To corroborate our hypothesis that Ser10 phosphorylation may facilitate BBC3 being targeted to mitochondria, thereby blocking its degradation, we analyzed the subcellular localization of BBC3 in cells treated with TNF. We reasoned that IKBKB-deficiency should result in more cytosolic BBC3 due to reduced Ser10 phosphorylation. Indeed, HSPA8 depletion resulted in a significant increase of the cytosol-to-PNS ratio of BBC3 in cells expressing IKBKB shRNA (Fig. 4E and F), compared to the ratio of BBC3 in control cells, suggesting that IKBKB-mediated Ser10 phosphorylation could stabilize BBC3 by promoting its mitochondrial localization, which in turn abrogates its degradation by CMA.

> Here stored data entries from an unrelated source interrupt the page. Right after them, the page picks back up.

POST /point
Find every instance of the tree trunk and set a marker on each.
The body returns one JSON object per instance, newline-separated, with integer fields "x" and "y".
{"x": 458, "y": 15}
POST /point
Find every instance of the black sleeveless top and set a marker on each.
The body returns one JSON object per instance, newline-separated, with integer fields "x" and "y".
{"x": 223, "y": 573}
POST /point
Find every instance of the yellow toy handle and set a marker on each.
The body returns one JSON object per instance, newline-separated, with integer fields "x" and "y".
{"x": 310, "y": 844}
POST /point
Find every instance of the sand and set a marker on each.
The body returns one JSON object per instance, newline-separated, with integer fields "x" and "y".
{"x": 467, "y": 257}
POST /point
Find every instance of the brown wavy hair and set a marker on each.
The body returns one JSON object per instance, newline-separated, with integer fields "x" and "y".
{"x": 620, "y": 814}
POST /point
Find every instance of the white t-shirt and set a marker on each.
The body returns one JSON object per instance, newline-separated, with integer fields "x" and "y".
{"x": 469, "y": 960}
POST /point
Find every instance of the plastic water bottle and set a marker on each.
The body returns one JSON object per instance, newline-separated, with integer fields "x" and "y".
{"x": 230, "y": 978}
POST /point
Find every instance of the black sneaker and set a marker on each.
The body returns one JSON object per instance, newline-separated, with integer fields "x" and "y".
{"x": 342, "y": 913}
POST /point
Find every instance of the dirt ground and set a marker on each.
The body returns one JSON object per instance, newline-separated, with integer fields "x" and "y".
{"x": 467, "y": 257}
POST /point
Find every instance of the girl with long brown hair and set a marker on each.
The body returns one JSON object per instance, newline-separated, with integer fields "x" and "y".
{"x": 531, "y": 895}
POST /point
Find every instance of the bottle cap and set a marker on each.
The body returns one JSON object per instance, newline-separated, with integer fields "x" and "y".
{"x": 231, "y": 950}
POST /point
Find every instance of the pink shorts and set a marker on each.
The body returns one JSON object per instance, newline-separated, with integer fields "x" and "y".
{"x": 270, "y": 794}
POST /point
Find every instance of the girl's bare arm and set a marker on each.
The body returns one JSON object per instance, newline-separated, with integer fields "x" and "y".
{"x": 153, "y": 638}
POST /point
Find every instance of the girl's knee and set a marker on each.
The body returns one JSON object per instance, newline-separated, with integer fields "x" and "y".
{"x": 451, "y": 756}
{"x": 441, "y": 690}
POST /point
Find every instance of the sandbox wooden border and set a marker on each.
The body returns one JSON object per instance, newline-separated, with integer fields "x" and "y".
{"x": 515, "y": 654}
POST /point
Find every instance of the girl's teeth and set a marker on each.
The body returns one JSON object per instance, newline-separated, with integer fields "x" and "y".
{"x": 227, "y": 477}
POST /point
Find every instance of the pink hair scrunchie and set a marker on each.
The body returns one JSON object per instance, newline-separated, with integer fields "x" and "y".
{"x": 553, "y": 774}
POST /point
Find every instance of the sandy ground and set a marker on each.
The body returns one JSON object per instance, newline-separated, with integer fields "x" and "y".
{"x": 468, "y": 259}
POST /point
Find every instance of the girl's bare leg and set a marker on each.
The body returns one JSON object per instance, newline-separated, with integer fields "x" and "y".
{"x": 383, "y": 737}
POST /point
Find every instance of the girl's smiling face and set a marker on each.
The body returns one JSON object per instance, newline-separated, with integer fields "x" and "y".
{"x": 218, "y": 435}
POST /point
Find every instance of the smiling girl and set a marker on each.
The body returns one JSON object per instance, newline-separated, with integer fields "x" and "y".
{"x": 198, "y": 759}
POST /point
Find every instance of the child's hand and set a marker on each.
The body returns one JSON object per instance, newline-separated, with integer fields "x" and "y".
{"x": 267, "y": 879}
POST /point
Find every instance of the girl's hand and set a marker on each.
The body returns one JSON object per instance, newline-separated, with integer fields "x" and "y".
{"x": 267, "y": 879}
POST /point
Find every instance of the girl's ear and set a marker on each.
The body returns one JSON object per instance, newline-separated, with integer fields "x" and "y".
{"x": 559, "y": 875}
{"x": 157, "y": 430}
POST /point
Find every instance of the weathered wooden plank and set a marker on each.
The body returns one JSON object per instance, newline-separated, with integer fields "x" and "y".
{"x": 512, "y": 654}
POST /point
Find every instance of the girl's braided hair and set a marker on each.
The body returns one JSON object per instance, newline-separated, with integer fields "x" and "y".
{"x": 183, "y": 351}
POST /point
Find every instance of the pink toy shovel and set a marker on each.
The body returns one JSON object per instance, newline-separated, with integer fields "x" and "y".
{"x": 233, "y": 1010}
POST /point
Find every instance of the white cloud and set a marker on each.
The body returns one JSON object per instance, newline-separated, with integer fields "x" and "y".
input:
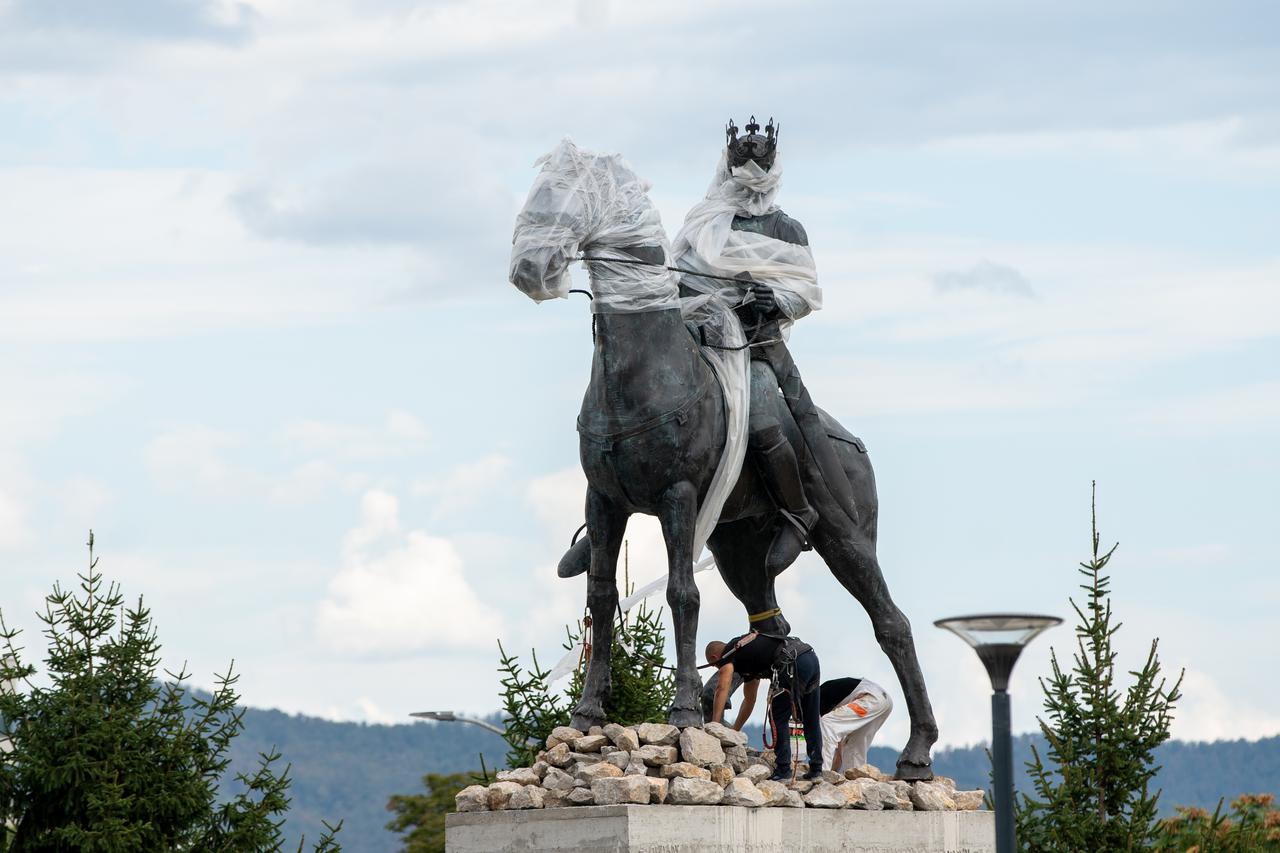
{"x": 400, "y": 593}
{"x": 1206, "y": 712}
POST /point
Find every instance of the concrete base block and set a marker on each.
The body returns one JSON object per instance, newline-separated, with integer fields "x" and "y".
{"x": 717, "y": 829}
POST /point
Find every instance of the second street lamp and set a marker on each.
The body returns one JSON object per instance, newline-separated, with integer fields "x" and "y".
{"x": 999, "y": 639}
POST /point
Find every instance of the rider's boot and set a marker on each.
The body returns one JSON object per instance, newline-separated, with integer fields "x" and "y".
{"x": 777, "y": 464}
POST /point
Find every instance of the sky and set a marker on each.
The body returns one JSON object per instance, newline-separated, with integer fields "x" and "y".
{"x": 255, "y": 328}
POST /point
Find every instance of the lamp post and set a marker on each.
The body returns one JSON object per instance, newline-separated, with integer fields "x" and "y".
{"x": 999, "y": 639}
{"x": 449, "y": 716}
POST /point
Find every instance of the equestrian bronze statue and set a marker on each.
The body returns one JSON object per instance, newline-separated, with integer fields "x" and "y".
{"x": 690, "y": 373}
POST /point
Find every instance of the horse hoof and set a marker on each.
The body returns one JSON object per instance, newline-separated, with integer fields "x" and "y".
{"x": 908, "y": 771}
{"x": 583, "y": 721}
{"x": 576, "y": 560}
{"x": 685, "y": 717}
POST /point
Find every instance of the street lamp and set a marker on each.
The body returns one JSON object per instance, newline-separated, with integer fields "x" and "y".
{"x": 449, "y": 716}
{"x": 999, "y": 639}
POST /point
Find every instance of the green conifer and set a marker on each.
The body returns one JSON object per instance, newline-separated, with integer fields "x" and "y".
{"x": 103, "y": 757}
{"x": 1093, "y": 792}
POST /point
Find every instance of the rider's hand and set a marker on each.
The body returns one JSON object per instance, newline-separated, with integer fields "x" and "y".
{"x": 764, "y": 302}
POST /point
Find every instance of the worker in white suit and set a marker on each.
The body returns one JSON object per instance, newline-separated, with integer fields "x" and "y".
{"x": 853, "y": 711}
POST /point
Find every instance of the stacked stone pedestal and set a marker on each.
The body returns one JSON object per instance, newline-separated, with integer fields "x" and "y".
{"x": 656, "y": 763}
{"x": 717, "y": 829}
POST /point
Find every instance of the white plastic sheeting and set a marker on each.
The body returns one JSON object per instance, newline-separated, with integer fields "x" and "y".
{"x": 594, "y": 204}
{"x": 708, "y": 243}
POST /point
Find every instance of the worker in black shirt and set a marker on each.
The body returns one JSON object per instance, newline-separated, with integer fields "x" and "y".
{"x": 753, "y": 657}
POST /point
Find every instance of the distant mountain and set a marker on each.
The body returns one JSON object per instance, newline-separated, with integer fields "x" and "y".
{"x": 348, "y": 770}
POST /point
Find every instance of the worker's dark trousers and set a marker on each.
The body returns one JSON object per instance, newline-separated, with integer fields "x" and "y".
{"x": 809, "y": 675}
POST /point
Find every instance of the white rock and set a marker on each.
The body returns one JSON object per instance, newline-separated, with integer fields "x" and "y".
{"x": 737, "y": 758}
{"x": 556, "y": 798}
{"x": 528, "y": 797}
{"x": 862, "y": 793}
{"x": 581, "y": 797}
{"x": 867, "y": 771}
{"x": 741, "y": 792}
{"x": 590, "y": 743}
{"x": 558, "y": 756}
{"x": 721, "y": 774}
{"x": 621, "y": 789}
{"x": 657, "y": 756}
{"x": 562, "y": 734}
{"x": 501, "y": 794}
{"x": 824, "y": 796}
{"x": 657, "y": 733}
{"x": 557, "y": 779}
{"x": 586, "y": 774}
{"x": 699, "y": 748}
{"x": 693, "y": 792}
{"x": 472, "y": 798}
{"x": 622, "y": 738}
{"x": 685, "y": 770}
{"x": 520, "y": 775}
{"x": 901, "y": 801}
{"x": 932, "y": 797}
{"x": 775, "y": 793}
{"x": 728, "y": 737}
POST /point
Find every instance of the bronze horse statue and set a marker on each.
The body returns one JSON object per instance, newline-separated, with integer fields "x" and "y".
{"x": 653, "y": 428}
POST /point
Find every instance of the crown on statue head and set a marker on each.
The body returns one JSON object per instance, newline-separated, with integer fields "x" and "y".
{"x": 753, "y": 146}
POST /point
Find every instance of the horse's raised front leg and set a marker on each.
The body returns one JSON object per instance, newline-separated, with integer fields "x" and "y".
{"x": 854, "y": 564}
{"x": 606, "y": 524}
{"x": 677, "y": 514}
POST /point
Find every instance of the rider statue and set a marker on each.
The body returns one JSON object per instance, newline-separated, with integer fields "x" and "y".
{"x": 740, "y": 232}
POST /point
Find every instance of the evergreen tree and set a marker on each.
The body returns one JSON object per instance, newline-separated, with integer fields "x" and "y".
{"x": 421, "y": 816}
{"x": 643, "y": 685}
{"x": 1095, "y": 790}
{"x": 1251, "y": 826}
{"x": 105, "y": 758}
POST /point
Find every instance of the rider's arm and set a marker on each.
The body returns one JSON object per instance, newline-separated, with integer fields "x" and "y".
{"x": 722, "y": 690}
{"x": 744, "y": 714}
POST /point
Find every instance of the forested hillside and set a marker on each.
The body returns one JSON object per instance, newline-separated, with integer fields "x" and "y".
{"x": 347, "y": 770}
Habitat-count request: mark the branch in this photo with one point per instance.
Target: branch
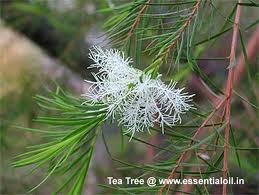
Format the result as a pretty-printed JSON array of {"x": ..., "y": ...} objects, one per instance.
[
  {"x": 229, "y": 88},
  {"x": 181, "y": 158},
  {"x": 183, "y": 28},
  {"x": 136, "y": 22}
]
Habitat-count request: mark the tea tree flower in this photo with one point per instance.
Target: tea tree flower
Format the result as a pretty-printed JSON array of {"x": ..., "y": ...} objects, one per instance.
[{"x": 132, "y": 97}]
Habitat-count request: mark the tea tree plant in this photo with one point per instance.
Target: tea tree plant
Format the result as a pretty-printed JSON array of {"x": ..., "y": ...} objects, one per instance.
[{"x": 199, "y": 141}]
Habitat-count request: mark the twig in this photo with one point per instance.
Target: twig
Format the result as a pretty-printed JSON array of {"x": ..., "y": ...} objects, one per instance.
[
  {"x": 136, "y": 22},
  {"x": 181, "y": 158},
  {"x": 183, "y": 28},
  {"x": 229, "y": 88}
]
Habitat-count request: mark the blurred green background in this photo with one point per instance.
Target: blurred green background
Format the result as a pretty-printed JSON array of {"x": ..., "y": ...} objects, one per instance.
[{"x": 43, "y": 41}]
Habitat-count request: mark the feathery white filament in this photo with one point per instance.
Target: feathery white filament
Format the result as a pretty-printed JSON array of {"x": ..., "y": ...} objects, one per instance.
[{"x": 138, "y": 101}]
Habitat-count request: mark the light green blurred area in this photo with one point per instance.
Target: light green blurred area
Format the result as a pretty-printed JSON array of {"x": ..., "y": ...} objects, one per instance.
[{"x": 46, "y": 41}]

BBC3 stabilization resulting from Ser10 phosphorylation or CMA blockage is essential for TNF-triggered apoptosis
It is widely accepted that NFKB1 activation upon TNF treatment is generally prosurvival. In addition to this, IKBKB inhibits TNF-induced apoptosis independently of NFKB1 activation via phosphorylating BAD.30 To directly validate the role of IKBKB-mediated BBC3 phosphorylation in TNF-induced apoptosis, we cotreated HCT116 cells with TNF and CHX, which is known to sensitize cells to TNF-induced apoptosis.31 Since CHX can block de novo protein synthesis, TNF-mediated transcriptional induction of BBC3 was compromised due to the termination of NFKB1 transcriptional activity in the presence of CHX (Fig. S6I). However, accumulation of BBC3 upon 1-h exposure to TNF and CHX still occurred (Fig. 5A). As expected, addition of CHX rendered HCT116 cells TNF sensitive. Approximately 30% wild-type HCT116 cells underwent apoptosis after 7-h exposure to TNF and CHX, whereas only 10% BBC3S10A cells exhibited apoptotic cell death (Fig. 5B). Most importantly, depletion of BBC3 in wild-type cells largely decreased apoptotic cell percentage upon TNF treatment (Fig. 5C and D). Collectively, these results suggest that BBC3 Ser10 phosphorylation is crucial for TNF-induced apoptosis. Given that CMA acts as a key upstream signal that regulates BBC3 proteolysis, we extended our study to determine if CMA plays a pivotal role in TNF and CHX-induced apoptosis. As shown in Figure 5E and F, CMA ablation could sensitize HCT116 cells to TNF and CHX-induced apoptosis; about 30% of the LAMP2A-depleted or the HSPA8-depleted cells underwent apoptosis after 5-h exposure to TNF and CHX, while only 22% of the control cells were apoptotic. Knockdown BBC3 significantly rescued cell death in CMA defective cells treated with TNF and CHX. These data demonstrate that inactivation of CMA can sensitize cells to TNF-triggered apoptosis via BBC3. Importantly, these results reveal a previously unrecognized proapoptotic role of IKBKB in TNF-induced apoptosis via direct, phosphorylation-mediated stabilization of BBC3.
Discussion
The fundamental function of CMA is believed to sense nutrient availability and damaged proteins. Activation of CMA under these conditions can either provide free amino acids to sustain protein synthesis or remove unwanted proteins to maintain proteostasis.32 In this report, we found BBC3 is a bona fide substrate of CMA. Depletion of CMA leads to BBC3 stabilization and reduced cell viability in the presence or absence of genotoxic insults. When cells are exposed to TNF treatment, activated IKBKB phosphorylates BBC3 at Ser10, leading to reduced cytosolic retention of BBC3, thereby blunting its degradation by CMA. We further demonstrated that activation of IKBKB upon TNF exposure exerts a proapoptotic effect in a BBC3-dependent manner (Fig. 6A and B).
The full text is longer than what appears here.